Mülk Suresi'nde Cenab-ı Hâk; 2 - O, hanginizin daha güzel iş yapacağınızı denemek için ölümü ve hayatı yarattı. O, üstündür, bağışlayandır. Buyurmaktadır. Hangimiz daha iyi amel işliyoruz diye "ölümü- hayatı" yarattım ibaresi çok çok anlamlıdır. Var oluşumuzun yegane amacı güzel amel, ölüm ni'meti de güzel amelle bağlantılı olarak ifede edilmesi enteresandır. Bu ayette esas olarak vurgulanan konu "güzel amel" konusudur.
Güzel amelleri burada sıralamaya kalksak sıralayamayız. Güzel amellerin sınırı yoktur. Liste sonsuzluğa dek gider. Güzel amellerin başta gelenlerden "bir kaçını yaz deseler", " ni'metlerin şükrünü bilmek ve israf etmemektir" derim. Zira yapılan her israf birilerinin rızkıyla oynamaktır.
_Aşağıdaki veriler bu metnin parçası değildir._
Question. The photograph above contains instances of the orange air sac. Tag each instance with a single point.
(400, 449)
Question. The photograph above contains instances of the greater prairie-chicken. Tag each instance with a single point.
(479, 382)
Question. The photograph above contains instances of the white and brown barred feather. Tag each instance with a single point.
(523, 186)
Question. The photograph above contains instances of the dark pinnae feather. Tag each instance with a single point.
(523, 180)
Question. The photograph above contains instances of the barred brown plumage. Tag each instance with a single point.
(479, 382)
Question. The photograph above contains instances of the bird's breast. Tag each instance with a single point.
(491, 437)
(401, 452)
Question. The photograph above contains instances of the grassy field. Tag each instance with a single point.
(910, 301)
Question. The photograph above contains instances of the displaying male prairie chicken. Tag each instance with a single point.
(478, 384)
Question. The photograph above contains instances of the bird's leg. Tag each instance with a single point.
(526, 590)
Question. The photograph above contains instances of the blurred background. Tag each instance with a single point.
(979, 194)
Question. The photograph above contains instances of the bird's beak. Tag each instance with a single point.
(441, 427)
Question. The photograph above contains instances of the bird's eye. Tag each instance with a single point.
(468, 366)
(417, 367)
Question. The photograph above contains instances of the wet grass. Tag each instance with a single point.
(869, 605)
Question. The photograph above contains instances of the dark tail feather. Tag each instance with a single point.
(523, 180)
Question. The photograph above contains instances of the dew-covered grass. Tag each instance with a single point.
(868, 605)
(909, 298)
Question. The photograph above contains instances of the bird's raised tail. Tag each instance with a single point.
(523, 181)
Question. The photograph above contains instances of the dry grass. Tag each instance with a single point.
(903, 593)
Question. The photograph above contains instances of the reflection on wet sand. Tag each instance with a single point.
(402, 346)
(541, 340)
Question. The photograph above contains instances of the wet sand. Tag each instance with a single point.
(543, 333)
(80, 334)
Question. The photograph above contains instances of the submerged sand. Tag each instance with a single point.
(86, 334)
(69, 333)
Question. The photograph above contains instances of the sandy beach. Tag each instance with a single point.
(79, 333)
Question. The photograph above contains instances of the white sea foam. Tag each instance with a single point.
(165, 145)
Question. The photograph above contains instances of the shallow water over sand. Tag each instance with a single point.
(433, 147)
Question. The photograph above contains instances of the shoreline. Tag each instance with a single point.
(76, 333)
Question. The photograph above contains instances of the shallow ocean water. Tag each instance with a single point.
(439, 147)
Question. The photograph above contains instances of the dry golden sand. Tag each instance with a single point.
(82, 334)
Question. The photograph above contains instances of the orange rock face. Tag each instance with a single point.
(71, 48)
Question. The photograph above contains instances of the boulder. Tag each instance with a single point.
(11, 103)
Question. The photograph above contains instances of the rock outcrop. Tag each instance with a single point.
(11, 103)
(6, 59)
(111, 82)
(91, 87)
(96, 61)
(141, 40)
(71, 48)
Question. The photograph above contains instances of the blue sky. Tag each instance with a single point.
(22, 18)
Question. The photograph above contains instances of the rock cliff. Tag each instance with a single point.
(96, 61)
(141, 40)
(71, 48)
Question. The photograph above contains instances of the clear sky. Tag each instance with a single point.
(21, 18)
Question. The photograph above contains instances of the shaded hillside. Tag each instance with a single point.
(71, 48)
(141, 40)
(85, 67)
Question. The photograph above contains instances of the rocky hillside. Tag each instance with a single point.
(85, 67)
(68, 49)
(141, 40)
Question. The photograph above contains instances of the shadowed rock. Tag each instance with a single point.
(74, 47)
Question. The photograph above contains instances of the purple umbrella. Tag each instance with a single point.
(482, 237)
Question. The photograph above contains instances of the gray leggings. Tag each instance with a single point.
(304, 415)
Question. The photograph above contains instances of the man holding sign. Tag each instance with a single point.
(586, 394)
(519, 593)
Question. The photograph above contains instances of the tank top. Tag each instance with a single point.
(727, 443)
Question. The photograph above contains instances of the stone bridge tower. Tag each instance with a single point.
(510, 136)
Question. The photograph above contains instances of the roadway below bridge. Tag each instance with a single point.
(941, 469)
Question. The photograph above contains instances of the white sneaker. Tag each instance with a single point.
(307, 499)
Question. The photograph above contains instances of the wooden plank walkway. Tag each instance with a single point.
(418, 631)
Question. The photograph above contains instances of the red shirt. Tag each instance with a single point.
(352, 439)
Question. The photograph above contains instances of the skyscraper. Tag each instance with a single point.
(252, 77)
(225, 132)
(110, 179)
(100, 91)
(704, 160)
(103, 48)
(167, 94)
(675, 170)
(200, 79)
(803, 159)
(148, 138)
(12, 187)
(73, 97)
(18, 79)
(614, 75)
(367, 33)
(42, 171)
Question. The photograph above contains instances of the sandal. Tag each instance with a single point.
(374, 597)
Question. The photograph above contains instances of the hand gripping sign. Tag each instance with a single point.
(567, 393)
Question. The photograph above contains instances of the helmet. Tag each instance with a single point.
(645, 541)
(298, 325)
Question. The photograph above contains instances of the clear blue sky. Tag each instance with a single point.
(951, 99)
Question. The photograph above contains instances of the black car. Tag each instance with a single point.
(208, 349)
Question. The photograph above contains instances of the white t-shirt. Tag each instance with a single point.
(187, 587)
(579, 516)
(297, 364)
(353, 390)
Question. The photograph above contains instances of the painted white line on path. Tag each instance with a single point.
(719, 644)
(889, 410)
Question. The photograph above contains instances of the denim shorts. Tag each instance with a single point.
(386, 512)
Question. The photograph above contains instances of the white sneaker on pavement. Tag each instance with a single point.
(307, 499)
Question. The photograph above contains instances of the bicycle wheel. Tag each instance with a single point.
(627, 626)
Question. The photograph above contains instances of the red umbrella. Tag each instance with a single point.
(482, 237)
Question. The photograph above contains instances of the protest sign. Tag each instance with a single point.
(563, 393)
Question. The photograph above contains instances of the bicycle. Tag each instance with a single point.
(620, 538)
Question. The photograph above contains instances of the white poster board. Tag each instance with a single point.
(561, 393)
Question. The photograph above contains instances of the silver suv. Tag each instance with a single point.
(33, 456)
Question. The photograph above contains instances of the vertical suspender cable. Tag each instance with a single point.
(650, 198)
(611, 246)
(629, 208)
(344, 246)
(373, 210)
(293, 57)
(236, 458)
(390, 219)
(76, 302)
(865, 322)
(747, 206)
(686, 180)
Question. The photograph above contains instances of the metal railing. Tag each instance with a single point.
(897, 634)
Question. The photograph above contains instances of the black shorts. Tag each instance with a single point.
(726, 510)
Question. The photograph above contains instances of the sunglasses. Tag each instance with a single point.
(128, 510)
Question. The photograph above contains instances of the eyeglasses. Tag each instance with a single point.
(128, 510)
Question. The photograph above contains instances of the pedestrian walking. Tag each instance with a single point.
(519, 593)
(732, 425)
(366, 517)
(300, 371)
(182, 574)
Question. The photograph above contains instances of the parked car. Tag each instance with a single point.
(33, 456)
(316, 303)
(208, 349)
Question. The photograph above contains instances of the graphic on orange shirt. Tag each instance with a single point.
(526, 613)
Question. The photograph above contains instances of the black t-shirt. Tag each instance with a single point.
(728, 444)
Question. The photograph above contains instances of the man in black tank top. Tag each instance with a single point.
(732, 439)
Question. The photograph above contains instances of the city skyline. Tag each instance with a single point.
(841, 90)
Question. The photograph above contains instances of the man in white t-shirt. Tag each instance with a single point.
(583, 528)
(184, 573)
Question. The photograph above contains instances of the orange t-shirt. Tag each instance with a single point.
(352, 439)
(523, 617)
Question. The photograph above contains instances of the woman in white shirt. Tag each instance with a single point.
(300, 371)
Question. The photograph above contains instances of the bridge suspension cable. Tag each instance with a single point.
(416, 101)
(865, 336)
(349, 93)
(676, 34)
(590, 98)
Buna hiç hakkımız yoktur.
. Bir kaç gün önce medyaya yansıyan bir habere göre; Türkiye Futbol Federasyonu başkanı Mustafa Büyükekşi 500 kişilik bir ekiple Avrupa'nın beş yıldızlı otellerinde tatil yapmak ve eğlenmek üzere gittiler. 500 kişilik davet grubu hep özel kişilerden oluşuyor. Konsklama ve eğlenme süresi belli değildir. Eğlenmenin ve keyf çatmanın sınırı da yoktur. İtibardan da tasarruf olmaz anlayışı hakimdir. Muhtemelen bu gezi milyon dolarlara mal olacaktır. Bu paraları da devletimiz karşılayacaktır. Bir yaraftan tasarruf paketi açıklayacaksın, bir taraftan halkın boğazını sıkacaksın, bir taraftan da devletin imkanlarını birilerine seferber edeceksin. Ben böyle bir uygulamaya inancım gereği karşı çıkanlardanım.
Arjantin Devlet Başkanı ile ilgili bir haber paylaşarak sohbeti nihayete erdirmek istiyorum.
Arjantin Devlet Başkanı Javier Milei, ultraliberal deneyini Dünya Ekonomik Forumu'nda sunmak için tarifeli uçakla İsviçre'ye gitti. Milei, seyahatinde 300 bin dolardan fazla tasarruf ettiğini açıkladı. IMF'den büyük destek alan Milei'nin kemer sıkma programı, Arjantin'de protestolara neden olmuştu.
İsraf ibadetlerde ve aktif hayatta önlenmediği, kamu kaynaklarının tasarruflu kullanılmadığı, iş ehline verilmediği, tüketimden çok üretime yer verilmediği, faizli politikalara son verilmediği sürece bir ülkenin kemalee ermesi mümkün değildir.
İbadette İsraf; Millet açken gereksiz yerlere cami yapmak, 5* oteller gibi camileri süslemek, gereği yokken halılarını yenilemek, camilere fazla görevli görevlendirmek, şatafatlı iftar sofraları düzenlemek, komşusu açken fırsat buldukça umreye gitmek, ibaterleri gösterişli kılmaya çalışmak, gereksiz yerlerde hoparlörleri kullanmak, DİB'na din adına onlarca son model makam araçları tahsis etmek...gibi. Yüce dinimiz kullanılarak maksatını aşan her ne varsa israftır. Bu terimi onun için kullandım.
Nice israfsız bayramlara daha erişmek ümidi ve duasıyla...diyorum.